THE European Central Bank likes to keep its transparency quiet.

Frankfurt's euro-guardians would hate to be accused of providing guidance on policy-making to the press, investors and political overseers. It might harm their image as inheritors of the German Bundesbank's hardman mantle.

So, when the bank published details of the model it uses to assess how variables such as interest-rate changes, currency volatility or oil-price shocks will affect the euro-zone economy and over what timescale, the news was kept to handful of MEPs and monetary economists.

"It's excellent news," says British Liberal MEP Christopher Huhne, a professional economist and now a member of the European Parliament's economic and monetary affairs committee, which monitors ECB policy-making. "This will help the committee understand how the ECB views developments in the euro area."

It has taken the bank's economists more than three years to build, test and refine the model - essentially a collection of assumptions expressed as mathematical equations - to a standard they trust enough to publish.

Since nothing like the creation of a single currency zone for 12 advanced states had ever happened before, they could not use precedent to judge how quickly policy changes would feed through into the real economy (the 'transmission mechanism').

Details of the model, published by ECB economists in a 29-page working paper, include two standard simulation exercises: the impact on the economy of an unexpected and permanent increase in government spending by 1% of gross domestic product, and a sudden and temporary 1-percentage-point hike in short-term interest rates.

Interestingly, the model reveals that the impact of the interest-rate increase would be stronger than would have been expected by just aggregating the 12 economies. Inflation drops immediately by around 0.2 point because a rising euro - made more attractive by higher interest rates - depresses the price of imported goods and services.
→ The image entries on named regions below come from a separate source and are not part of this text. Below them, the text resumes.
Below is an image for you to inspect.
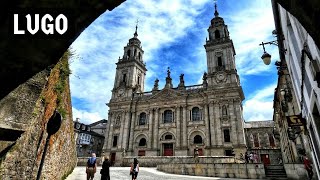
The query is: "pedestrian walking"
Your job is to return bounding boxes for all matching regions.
[100,157,111,180]
[278,156,282,164]
[249,152,253,163]
[302,153,313,180]
[86,153,97,180]
[130,158,139,180]
[244,151,249,164]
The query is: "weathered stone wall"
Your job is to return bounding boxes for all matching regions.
[0,70,50,130]
[157,163,265,179]
[121,156,238,167]
[0,51,77,180]
[284,163,308,180]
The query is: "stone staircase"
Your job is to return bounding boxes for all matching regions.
[265,165,287,180]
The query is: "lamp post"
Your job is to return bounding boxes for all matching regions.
[259,30,286,65]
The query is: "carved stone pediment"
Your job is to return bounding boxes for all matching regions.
[150,88,182,100]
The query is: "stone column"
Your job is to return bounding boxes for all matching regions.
[176,106,181,149]
[122,111,130,151]
[147,108,153,149]
[209,102,217,146]
[153,108,159,150]
[118,112,125,149]
[182,105,188,147]
[228,100,240,145]
[204,104,211,147]
[107,112,115,149]
[129,112,136,151]
[214,102,224,146]
[233,99,245,144]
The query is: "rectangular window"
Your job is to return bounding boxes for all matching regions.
[225,149,233,156]
[112,136,118,147]
[223,129,230,142]
[253,134,259,147]
[269,134,276,147]
[138,150,146,156]
[218,57,222,66]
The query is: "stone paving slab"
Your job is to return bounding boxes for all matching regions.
[66,166,258,180]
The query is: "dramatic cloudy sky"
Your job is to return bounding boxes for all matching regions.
[70,0,278,123]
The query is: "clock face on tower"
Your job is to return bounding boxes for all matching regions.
[118,89,124,96]
[216,72,226,82]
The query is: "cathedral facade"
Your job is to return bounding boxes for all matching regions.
[103,4,246,163]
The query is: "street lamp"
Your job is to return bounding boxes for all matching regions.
[259,30,286,65]
[259,41,278,65]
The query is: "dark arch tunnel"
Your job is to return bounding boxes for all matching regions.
[0,0,125,99]
[0,0,320,99]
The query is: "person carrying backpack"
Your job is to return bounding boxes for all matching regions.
[130,158,139,180]
[86,153,97,180]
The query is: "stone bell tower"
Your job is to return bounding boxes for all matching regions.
[203,4,246,156]
[204,4,240,88]
[112,26,147,99]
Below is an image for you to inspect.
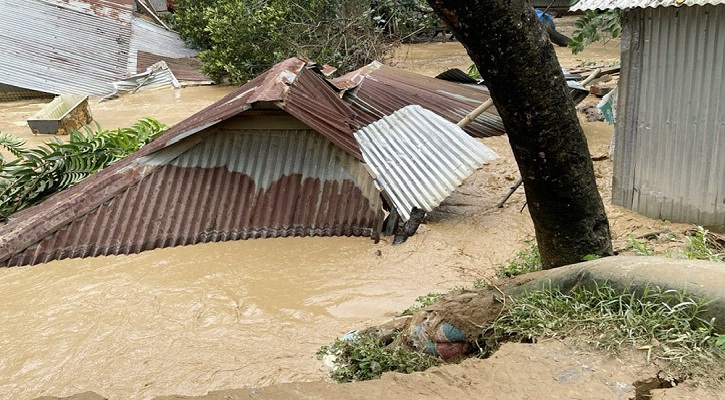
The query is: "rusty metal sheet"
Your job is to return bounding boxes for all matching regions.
[331,62,506,137]
[355,105,498,221]
[0,0,197,95]
[3,129,382,266]
[0,59,380,265]
[0,0,132,95]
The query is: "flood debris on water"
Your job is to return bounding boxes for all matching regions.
[0,58,500,266]
[28,94,93,135]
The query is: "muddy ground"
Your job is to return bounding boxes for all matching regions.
[0,14,719,399]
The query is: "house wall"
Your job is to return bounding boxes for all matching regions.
[6,116,382,265]
[612,4,725,226]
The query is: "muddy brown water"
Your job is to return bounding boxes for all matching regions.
[0,28,618,399]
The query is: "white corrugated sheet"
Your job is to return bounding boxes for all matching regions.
[127,17,198,74]
[612,5,725,225]
[355,105,498,221]
[104,61,181,100]
[570,0,725,11]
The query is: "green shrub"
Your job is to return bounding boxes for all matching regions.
[317,335,440,382]
[0,118,167,221]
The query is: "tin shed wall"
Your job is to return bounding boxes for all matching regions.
[612,5,725,225]
[6,119,382,266]
[0,0,133,94]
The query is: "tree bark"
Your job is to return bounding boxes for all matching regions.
[428,0,612,269]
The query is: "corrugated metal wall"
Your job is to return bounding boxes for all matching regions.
[612,5,725,225]
[127,17,198,74]
[6,125,382,265]
[0,0,133,94]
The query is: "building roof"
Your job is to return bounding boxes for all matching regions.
[570,0,725,11]
[355,105,498,221]
[0,58,362,263]
[0,0,201,95]
[331,62,506,137]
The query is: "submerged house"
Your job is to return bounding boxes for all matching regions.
[0,58,495,266]
[0,0,209,98]
[572,0,725,226]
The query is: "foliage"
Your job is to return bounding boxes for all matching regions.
[680,226,725,262]
[626,233,654,256]
[317,335,440,382]
[498,239,542,278]
[0,118,166,220]
[483,285,725,375]
[569,10,622,54]
[172,0,437,84]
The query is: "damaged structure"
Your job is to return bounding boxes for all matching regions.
[0,58,498,266]
[572,0,725,226]
[0,0,209,98]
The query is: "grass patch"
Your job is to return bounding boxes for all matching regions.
[622,226,725,262]
[680,226,725,262]
[317,335,441,382]
[497,239,542,278]
[482,286,725,379]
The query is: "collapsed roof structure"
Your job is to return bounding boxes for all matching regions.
[0,58,502,266]
[0,0,209,97]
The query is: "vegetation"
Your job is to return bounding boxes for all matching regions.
[317,335,440,382]
[171,0,438,84]
[623,226,725,262]
[0,118,166,220]
[482,285,725,379]
[569,10,622,54]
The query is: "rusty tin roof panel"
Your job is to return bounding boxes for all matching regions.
[571,0,725,11]
[0,59,374,268]
[355,105,498,221]
[331,62,506,137]
[3,128,381,266]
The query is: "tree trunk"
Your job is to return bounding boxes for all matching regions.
[428,0,612,269]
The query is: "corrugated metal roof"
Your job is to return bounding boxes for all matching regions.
[0,83,55,101]
[570,0,725,11]
[355,105,498,221]
[0,0,195,95]
[0,127,381,266]
[612,6,725,226]
[331,62,506,137]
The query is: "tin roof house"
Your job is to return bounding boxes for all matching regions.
[0,58,495,266]
[0,0,209,98]
[572,0,725,226]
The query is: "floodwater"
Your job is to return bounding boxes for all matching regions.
[0,234,506,399]
[0,87,533,400]
[0,26,611,400]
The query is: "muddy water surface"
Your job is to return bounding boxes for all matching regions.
[0,238,492,399]
[0,23,624,399]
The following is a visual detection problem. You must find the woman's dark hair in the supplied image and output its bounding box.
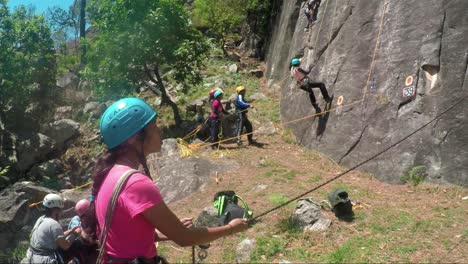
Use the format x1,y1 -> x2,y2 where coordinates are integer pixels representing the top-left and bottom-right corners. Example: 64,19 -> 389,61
80,124 -> 151,239
44,207 -> 54,217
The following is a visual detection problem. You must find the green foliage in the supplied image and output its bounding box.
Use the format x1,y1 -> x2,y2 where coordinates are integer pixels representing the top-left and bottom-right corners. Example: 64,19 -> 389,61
193,0 -> 249,51
0,166 -> 10,176
83,0 -> 209,99
0,0 -> 55,106
247,0 -> 272,36
11,245 -> 29,262
400,166 -> 427,186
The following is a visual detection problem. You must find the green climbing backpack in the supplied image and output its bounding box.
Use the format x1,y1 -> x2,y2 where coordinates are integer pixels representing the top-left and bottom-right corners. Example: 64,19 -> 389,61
328,189 -> 354,218
213,191 -> 253,225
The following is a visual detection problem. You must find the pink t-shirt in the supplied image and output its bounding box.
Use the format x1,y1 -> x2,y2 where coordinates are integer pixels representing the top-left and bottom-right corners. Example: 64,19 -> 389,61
96,165 -> 163,259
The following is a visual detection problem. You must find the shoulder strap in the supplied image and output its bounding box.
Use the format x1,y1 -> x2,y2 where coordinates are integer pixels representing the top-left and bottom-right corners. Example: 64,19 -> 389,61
96,169 -> 138,264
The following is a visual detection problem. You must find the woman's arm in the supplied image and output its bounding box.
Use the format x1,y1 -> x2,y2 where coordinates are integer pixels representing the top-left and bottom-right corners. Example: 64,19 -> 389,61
143,202 -> 248,246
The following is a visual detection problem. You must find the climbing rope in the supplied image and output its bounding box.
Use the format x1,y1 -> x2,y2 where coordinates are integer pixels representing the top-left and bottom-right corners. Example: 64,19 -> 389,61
248,96 -> 468,223
362,0 -> 387,101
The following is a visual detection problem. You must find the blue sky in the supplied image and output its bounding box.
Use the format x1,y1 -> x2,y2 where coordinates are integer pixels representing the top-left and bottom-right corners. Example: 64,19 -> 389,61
7,0 -> 74,14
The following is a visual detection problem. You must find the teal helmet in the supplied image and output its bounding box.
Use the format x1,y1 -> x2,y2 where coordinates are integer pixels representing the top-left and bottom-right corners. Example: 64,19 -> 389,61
291,58 -> 301,66
213,89 -> 223,98
99,98 -> 157,149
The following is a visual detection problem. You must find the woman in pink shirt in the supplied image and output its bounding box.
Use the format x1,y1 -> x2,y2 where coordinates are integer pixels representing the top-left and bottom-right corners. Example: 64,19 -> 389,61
82,98 -> 247,263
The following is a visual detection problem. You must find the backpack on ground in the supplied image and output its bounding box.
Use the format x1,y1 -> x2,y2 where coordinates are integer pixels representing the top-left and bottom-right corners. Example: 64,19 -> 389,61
213,191 -> 253,225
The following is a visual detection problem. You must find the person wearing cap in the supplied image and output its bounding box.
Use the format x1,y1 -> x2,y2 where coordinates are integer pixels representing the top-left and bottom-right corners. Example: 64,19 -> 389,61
290,58 -> 332,113
21,193 -> 80,263
81,98 -> 247,263
235,86 -> 255,146
210,89 -> 229,149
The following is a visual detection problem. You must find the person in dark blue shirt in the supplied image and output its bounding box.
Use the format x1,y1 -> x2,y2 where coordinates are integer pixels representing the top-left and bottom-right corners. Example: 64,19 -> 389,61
235,86 -> 255,146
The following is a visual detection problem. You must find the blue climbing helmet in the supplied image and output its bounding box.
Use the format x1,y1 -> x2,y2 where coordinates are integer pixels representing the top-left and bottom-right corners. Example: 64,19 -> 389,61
291,58 -> 301,66
99,98 -> 157,149
213,89 -> 223,98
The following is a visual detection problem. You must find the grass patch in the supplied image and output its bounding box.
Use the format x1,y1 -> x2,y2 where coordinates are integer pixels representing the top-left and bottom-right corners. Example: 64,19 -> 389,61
277,217 -> 302,235
268,194 -> 289,205
252,236 -> 287,262
307,175 -> 323,183
400,166 -> 427,186
260,159 -> 283,168
321,237 -> 378,263
281,128 -> 297,145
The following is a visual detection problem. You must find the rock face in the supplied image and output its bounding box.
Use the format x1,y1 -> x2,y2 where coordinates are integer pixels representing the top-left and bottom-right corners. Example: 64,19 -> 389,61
43,119 -> 80,150
266,0 -> 468,186
16,133 -> 55,171
291,198 -> 331,232
148,138 -> 238,203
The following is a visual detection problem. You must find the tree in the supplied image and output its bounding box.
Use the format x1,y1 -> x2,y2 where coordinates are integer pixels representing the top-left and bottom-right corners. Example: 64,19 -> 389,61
193,0 -> 249,55
0,0 -> 55,110
47,0 -> 86,64
83,0 -> 209,124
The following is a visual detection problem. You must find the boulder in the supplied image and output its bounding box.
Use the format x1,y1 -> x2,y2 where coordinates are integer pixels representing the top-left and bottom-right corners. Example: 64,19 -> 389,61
236,238 -> 256,263
265,0 -> 468,186
291,198 -> 331,232
54,106 -> 72,120
16,133 -> 55,171
27,159 -> 63,180
42,119 -> 80,150
83,102 -> 106,118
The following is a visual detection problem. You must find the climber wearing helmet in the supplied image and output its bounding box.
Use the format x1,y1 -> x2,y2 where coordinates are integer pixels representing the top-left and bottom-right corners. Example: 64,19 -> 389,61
21,193 -> 79,263
235,86 -> 255,146
290,58 -> 332,113
81,98 -> 247,263
210,88 -> 229,149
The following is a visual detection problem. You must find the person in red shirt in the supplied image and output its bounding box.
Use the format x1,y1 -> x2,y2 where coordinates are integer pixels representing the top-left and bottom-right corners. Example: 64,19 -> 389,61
81,98 -> 247,263
210,89 -> 229,149
290,58 -> 332,113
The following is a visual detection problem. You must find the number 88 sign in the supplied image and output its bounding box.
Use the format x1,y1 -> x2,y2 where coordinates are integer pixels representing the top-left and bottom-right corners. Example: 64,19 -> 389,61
403,85 -> 416,97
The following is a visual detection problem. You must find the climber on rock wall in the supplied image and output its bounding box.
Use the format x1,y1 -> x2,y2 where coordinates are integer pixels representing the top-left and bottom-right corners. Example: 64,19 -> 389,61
289,58 -> 332,113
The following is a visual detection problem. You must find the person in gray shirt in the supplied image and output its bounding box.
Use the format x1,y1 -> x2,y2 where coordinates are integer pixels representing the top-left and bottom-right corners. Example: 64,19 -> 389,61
21,194 -> 80,264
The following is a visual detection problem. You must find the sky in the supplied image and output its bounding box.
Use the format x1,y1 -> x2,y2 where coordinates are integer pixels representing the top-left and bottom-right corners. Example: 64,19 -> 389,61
7,0 -> 74,14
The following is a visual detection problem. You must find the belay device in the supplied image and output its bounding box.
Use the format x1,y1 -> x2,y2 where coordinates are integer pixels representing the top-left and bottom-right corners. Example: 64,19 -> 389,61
213,191 -> 253,225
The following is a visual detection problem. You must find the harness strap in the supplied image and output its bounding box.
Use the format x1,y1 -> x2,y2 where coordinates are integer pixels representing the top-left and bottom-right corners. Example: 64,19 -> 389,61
96,169 -> 138,264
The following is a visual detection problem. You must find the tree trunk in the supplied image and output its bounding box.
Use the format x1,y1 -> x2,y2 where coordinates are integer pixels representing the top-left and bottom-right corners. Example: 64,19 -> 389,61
80,0 -> 86,65
144,64 -> 182,126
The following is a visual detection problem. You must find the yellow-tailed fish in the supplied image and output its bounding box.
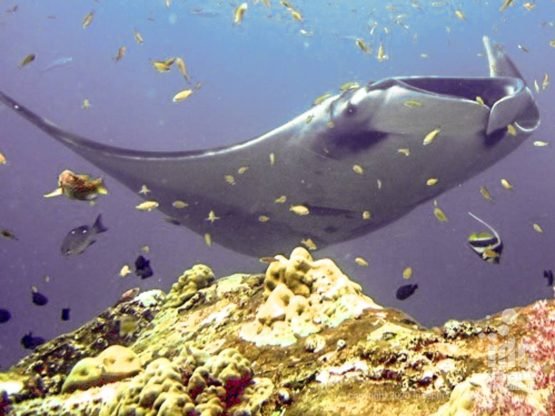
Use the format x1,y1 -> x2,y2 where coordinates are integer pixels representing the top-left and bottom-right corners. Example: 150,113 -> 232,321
172,89 -> 193,103
135,200 -> 159,211
353,165 -> 364,175
289,205 -> 310,216
206,210 -> 220,224
499,0 -> 513,12
467,212 -> 503,263
422,127 -> 441,146
81,10 -> 94,29
18,53 -> 37,68
500,178 -> 513,191
233,3 -> 249,25
355,257 -> 368,267
355,38 -> 372,53
301,238 -> 318,251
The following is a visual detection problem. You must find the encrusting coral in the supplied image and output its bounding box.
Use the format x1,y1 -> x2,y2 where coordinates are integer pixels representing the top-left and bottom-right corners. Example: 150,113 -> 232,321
241,247 -> 382,346
0,248 -> 555,416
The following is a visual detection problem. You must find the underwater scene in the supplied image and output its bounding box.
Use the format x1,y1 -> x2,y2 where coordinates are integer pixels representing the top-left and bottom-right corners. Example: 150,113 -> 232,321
0,0 -> 555,416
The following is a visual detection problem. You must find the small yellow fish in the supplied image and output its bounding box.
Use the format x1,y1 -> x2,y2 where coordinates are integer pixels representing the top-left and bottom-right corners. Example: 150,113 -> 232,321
403,100 -> 424,108
312,92 -> 332,105
339,81 -> 360,91
206,210 -> 220,224
289,205 -> 310,216
499,0 -> 513,12
119,264 -> 131,277
353,165 -> 364,175
501,178 -> 513,191
542,72 -> 550,91
434,206 -> 447,222
114,46 -> 127,62
172,89 -> 193,103
81,10 -> 94,29
355,257 -> 368,267
233,3 -> 249,25
507,124 -> 518,137
422,127 -> 441,146
19,53 -> 37,68
172,199 -> 189,209
355,38 -> 372,53
376,43 -> 389,62
135,200 -> 159,211
175,57 -> 191,82
301,238 -> 318,251
204,233 -> 212,247
224,175 -> 235,185
480,186 -> 493,202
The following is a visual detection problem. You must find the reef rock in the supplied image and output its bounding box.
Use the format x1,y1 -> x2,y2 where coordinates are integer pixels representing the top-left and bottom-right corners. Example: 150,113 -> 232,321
0,248 -> 555,416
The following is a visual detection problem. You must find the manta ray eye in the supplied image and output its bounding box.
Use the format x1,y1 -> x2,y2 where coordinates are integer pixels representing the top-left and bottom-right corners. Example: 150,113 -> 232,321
345,103 -> 357,116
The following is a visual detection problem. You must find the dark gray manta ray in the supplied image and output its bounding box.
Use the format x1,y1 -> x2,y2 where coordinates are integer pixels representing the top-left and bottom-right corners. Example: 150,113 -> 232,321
0,38 -> 539,256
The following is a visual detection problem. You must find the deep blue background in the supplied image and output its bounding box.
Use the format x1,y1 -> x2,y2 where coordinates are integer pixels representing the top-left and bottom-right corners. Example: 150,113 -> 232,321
0,0 -> 555,368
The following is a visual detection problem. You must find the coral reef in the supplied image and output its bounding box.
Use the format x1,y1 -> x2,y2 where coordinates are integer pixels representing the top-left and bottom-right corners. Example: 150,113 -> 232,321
0,248 -> 555,416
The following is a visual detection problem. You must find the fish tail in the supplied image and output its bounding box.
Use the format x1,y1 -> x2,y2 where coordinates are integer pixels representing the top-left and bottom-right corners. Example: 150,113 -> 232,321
93,214 -> 108,234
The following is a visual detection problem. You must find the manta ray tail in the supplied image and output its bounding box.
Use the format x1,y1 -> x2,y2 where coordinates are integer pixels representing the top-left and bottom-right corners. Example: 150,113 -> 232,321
483,36 -> 540,136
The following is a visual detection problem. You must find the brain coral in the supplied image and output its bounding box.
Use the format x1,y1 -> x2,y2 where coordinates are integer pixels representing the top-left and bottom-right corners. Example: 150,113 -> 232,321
240,247 -> 381,346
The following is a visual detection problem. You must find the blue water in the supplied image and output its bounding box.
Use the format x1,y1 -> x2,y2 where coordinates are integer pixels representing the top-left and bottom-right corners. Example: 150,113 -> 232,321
0,0 -> 555,368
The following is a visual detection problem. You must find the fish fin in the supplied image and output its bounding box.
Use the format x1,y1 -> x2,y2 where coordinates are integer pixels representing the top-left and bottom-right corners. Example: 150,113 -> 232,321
93,214 -> 108,234
96,183 -> 108,195
43,187 -> 64,198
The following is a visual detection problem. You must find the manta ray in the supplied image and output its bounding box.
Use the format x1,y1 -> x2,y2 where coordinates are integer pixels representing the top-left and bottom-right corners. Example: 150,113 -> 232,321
0,37 -> 540,257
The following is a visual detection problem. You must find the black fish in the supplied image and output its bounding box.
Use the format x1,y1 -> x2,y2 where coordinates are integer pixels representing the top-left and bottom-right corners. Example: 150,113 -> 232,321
135,256 -> 154,279
0,308 -> 12,324
61,308 -> 71,321
33,291 -> 48,306
395,284 -> 418,300
61,214 -> 108,256
21,332 -> 46,350
543,270 -> 553,286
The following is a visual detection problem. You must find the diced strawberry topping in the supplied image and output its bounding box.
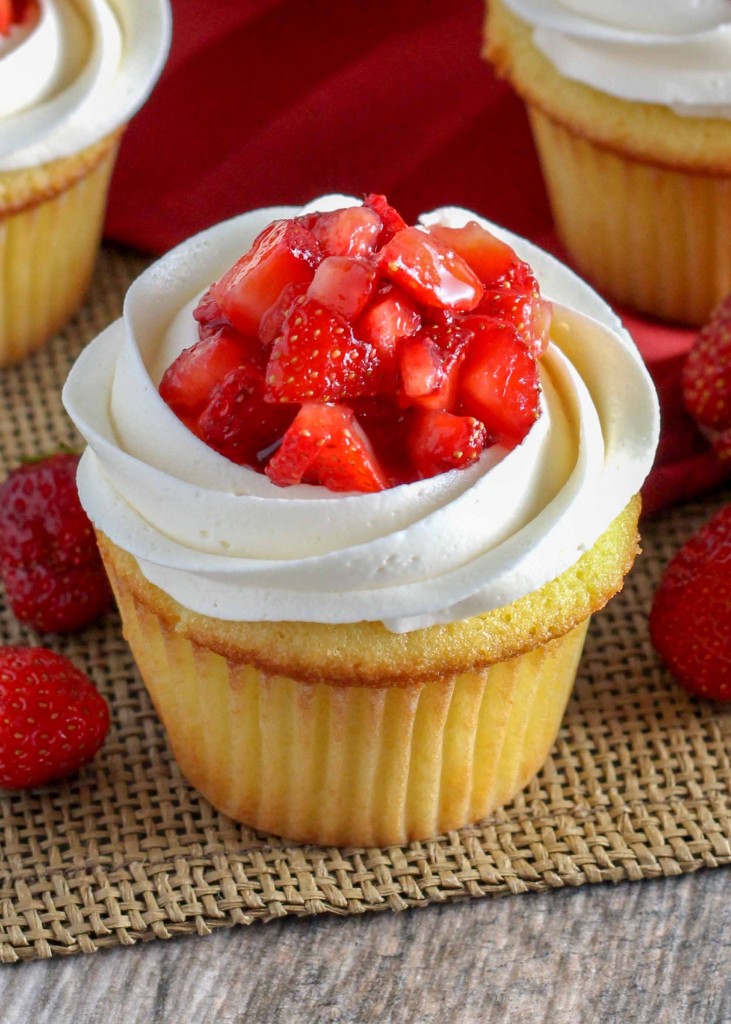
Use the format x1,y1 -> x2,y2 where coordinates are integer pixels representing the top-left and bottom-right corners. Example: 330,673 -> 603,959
259,282 -> 309,348
195,365 -> 299,469
460,316 -> 540,447
157,197 -> 551,492
192,288 -> 230,338
266,299 -> 377,401
404,314 -> 474,412
379,227 -> 483,311
0,0 -> 30,36
265,402 -> 388,492
300,206 -> 382,257
429,220 -> 526,288
363,193 -> 406,246
211,220 -> 323,337
409,410 -> 488,477
160,327 -> 257,419
353,285 -> 422,360
307,256 -> 377,323
398,331 -> 445,398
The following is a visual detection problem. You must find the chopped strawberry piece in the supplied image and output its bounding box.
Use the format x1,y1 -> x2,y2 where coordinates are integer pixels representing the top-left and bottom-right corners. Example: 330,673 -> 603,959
348,395 -> 418,487
192,288 -> 230,338
429,220 -> 527,288
476,285 -> 553,359
259,282 -> 309,348
195,365 -> 299,469
459,316 -> 540,447
404,314 -> 474,412
363,193 -> 406,246
307,256 -> 377,323
0,0 -> 13,36
299,206 -> 382,257
398,331 -> 445,398
211,220 -> 323,337
379,227 -> 483,311
265,402 -> 388,492
266,299 -> 377,401
160,327 -> 258,421
353,285 -> 422,359
409,410 -> 488,477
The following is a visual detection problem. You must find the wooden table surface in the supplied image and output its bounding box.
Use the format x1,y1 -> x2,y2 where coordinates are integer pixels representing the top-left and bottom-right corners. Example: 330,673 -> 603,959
0,868 -> 731,1024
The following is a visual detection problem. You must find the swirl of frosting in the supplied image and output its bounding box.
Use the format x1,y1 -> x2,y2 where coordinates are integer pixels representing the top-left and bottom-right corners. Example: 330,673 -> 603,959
504,0 -> 731,118
0,0 -> 171,170
63,196 -> 658,632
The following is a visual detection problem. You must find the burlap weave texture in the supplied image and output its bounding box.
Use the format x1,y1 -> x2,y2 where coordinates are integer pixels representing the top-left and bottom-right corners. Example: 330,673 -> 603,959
0,249 -> 731,963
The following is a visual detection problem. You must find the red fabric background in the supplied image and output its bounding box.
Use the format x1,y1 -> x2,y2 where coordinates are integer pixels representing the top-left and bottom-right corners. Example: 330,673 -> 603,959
106,0 -> 729,512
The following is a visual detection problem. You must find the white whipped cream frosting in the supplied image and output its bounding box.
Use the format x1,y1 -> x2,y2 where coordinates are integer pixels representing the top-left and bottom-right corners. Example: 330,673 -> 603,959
497,0 -> 731,118
0,0 -> 171,170
63,196 -> 658,632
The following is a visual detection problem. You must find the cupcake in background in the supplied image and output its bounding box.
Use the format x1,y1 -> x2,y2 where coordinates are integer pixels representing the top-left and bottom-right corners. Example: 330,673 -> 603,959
0,0 -> 171,366
485,0 -> 731,325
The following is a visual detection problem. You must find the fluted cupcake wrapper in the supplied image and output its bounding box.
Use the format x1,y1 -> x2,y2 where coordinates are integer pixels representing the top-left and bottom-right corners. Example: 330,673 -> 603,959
108,552 -> 589,846
0,131 -> 121,367
528,105 -> 731,325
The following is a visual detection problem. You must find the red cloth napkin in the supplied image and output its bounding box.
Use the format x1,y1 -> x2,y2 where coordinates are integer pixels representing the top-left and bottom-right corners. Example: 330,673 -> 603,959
106,0 -> 730,511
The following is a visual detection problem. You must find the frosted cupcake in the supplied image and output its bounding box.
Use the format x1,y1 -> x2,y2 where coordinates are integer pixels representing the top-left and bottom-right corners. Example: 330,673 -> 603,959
485,0 -> 731,325
63,196 -> 657,845
0,0 -> 170,366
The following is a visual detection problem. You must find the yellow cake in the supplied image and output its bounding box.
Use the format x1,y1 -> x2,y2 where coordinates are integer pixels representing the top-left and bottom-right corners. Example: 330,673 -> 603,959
484,0 -> 731,325
99,499 -> 640,846
63,196 -> 657,846
0,0 -> 170,367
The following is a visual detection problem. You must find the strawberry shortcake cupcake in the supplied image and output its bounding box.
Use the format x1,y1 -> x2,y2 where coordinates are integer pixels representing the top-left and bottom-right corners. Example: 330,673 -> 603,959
0,0 -> 170,367
65,196 -> 657,845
The rate hike has a gradual effect on GDP growth - depressing it by a maximum 0.15 point.

Huhne asked ECB chief economist Otmar Issing to make the model available to the Parliament committee in CD-ROM format, so that the only body with powers of scrutiny over the bank could run such simulations and test the bank's assumptions.

This, says the ECB, will be impossible. "This is a commercial programme on sale to the general public so we wouldn't be able to copy and distribute it," said spokesman Manfred Körber. "The Parliament can take the model off the Internet and run it through the programme."